L’etimologia è incerta. Infatti, la versione più probabile, seppur non definitiva, pare arrivi dal latino stillam (goccia, stilla) e il latino volgare guttiare (gocciolare). Gutta cavat lapidem è una nota un’esortazione motivazionale a insistere, coniata dai latini e tramandata in alcune altre lingue, tanto è vero che in piemontese esiste qualcosa di molto simile: a fòrsa ‘d bàte, ȓa stissa a foȓa ȓa peȓa (a forza di battere, la goccia buca la pietra). Na stissa ch’a bàt è, invece, una goccia che batte, metafora di una rendita economica misera, ma costante.

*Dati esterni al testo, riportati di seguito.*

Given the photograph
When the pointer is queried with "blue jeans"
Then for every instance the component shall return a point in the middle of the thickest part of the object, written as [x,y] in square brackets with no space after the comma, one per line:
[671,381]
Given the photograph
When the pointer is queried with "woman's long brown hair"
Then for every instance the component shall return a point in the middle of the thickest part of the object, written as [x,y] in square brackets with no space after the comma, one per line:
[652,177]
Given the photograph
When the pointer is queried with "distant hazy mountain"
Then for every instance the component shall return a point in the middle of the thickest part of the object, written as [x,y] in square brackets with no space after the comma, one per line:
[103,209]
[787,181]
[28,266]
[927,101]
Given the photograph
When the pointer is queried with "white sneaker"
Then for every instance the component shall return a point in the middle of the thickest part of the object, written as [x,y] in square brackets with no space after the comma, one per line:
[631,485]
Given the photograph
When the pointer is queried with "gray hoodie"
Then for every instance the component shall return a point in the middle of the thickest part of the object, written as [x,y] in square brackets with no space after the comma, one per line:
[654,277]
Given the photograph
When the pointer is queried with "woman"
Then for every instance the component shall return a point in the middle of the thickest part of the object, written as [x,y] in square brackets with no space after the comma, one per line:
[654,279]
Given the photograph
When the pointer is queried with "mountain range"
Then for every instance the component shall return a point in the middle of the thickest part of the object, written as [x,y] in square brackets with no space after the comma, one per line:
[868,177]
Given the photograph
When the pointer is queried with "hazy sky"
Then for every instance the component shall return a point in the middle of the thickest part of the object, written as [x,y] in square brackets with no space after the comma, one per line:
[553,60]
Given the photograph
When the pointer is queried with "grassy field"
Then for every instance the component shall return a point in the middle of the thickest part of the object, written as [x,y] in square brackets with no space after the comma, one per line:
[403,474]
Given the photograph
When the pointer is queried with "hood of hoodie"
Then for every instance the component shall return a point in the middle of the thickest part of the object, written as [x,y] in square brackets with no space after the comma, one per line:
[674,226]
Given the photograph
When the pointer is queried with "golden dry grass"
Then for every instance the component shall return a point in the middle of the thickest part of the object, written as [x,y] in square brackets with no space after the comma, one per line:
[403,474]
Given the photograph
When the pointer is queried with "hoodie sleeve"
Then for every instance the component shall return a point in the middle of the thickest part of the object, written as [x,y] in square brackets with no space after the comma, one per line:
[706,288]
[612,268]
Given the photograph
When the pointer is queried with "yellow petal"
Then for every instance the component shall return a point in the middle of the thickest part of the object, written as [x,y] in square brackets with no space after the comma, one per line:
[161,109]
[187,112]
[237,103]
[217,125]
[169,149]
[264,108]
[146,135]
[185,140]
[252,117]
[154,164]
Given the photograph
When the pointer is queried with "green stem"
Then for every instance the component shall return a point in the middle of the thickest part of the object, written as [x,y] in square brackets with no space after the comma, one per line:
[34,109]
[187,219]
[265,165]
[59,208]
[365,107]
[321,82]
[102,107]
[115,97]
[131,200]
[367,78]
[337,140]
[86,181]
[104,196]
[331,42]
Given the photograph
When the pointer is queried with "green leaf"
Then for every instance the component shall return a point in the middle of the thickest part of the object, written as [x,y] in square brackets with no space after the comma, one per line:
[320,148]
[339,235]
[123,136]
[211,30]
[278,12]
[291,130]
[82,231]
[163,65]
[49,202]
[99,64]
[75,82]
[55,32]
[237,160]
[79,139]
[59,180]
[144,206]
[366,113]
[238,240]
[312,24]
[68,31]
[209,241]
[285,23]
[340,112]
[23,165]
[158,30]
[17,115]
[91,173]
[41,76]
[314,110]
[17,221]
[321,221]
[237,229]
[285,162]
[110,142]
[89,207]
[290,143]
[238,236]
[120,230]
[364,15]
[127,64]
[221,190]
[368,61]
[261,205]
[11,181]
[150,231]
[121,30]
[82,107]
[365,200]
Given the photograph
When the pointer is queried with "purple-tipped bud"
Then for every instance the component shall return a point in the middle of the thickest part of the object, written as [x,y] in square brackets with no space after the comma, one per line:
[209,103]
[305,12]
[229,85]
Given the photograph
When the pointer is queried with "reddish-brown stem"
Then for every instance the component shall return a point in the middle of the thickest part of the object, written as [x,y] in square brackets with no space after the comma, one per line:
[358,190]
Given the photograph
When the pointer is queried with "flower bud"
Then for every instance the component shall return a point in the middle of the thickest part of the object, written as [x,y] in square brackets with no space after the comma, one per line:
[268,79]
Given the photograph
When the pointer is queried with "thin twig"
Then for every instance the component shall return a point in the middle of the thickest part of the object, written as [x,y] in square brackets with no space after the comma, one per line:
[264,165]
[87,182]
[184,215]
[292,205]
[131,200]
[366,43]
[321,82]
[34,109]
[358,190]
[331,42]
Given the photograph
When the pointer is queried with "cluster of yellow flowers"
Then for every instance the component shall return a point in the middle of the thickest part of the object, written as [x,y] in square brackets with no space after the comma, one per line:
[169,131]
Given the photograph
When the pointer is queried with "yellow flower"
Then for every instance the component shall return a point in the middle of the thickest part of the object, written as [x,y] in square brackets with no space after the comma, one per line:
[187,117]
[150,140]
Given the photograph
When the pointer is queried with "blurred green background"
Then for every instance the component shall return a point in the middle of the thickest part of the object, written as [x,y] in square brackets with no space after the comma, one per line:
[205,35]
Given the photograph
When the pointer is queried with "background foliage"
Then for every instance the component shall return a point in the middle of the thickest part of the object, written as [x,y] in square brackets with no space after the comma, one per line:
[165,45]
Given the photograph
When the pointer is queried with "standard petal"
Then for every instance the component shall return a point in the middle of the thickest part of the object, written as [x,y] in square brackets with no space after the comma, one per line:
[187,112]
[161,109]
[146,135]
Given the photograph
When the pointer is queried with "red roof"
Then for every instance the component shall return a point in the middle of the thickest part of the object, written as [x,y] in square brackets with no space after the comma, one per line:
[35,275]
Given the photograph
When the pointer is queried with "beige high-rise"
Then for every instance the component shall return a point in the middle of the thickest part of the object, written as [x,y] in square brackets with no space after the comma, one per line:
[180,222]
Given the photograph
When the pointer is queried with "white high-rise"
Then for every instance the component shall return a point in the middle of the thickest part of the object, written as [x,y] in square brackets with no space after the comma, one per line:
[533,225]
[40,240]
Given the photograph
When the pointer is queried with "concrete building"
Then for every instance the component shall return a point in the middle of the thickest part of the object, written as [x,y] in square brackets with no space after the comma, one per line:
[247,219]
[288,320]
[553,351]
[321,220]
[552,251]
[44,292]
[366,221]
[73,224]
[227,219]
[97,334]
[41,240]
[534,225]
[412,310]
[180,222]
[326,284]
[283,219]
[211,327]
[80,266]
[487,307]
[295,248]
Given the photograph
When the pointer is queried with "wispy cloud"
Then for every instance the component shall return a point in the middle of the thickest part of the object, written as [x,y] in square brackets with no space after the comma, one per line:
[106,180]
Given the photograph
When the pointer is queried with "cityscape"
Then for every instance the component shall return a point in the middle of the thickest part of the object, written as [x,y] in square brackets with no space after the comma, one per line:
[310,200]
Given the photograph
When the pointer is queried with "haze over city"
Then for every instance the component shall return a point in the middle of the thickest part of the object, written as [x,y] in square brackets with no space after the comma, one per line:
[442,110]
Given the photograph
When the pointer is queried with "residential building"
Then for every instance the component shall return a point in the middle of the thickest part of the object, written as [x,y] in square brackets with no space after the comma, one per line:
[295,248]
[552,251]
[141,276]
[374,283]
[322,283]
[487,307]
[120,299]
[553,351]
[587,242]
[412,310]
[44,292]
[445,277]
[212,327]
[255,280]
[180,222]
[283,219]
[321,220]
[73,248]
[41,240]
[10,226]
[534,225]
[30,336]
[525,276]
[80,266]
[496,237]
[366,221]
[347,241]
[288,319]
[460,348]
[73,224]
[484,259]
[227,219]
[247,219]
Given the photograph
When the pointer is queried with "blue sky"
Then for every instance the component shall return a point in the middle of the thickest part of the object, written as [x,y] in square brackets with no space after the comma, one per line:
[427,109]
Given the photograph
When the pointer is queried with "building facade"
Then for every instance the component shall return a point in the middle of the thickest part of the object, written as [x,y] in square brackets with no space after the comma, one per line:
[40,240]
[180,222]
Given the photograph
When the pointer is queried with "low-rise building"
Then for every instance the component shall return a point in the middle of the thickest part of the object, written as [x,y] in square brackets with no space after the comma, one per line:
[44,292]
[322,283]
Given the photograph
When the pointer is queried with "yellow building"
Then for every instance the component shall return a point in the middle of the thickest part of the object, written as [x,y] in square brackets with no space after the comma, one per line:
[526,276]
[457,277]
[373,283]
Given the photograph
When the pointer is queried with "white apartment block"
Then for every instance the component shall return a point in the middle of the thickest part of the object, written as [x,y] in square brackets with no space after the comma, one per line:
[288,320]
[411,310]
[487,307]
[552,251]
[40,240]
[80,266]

Avrete già sentito il modo di dire a second ëd come ch’a bat ȓa stissa, o ndȓinta o fòȓa dȓa sotissa (a seconda di come batte la goccia, dentro o fuori alla salsiccia), l’emblema del sapersi barcamenare nella casualità di un accadimento. Il contesto è favolistico: si racconta di una tale in visita alla vicina di casa che, alle prese con la preparazione del pranzo, invitò l’ospite a fermarsi per mangiare insieme. Questa pare abbia risposto in questo modo poiché la signora aveva la goccia al naso in procinto di cadere liberamente. Come andò a finire? La goccia cadde sul cibo e la vicina, quatta quatta, tornò a casa propria per pranzare.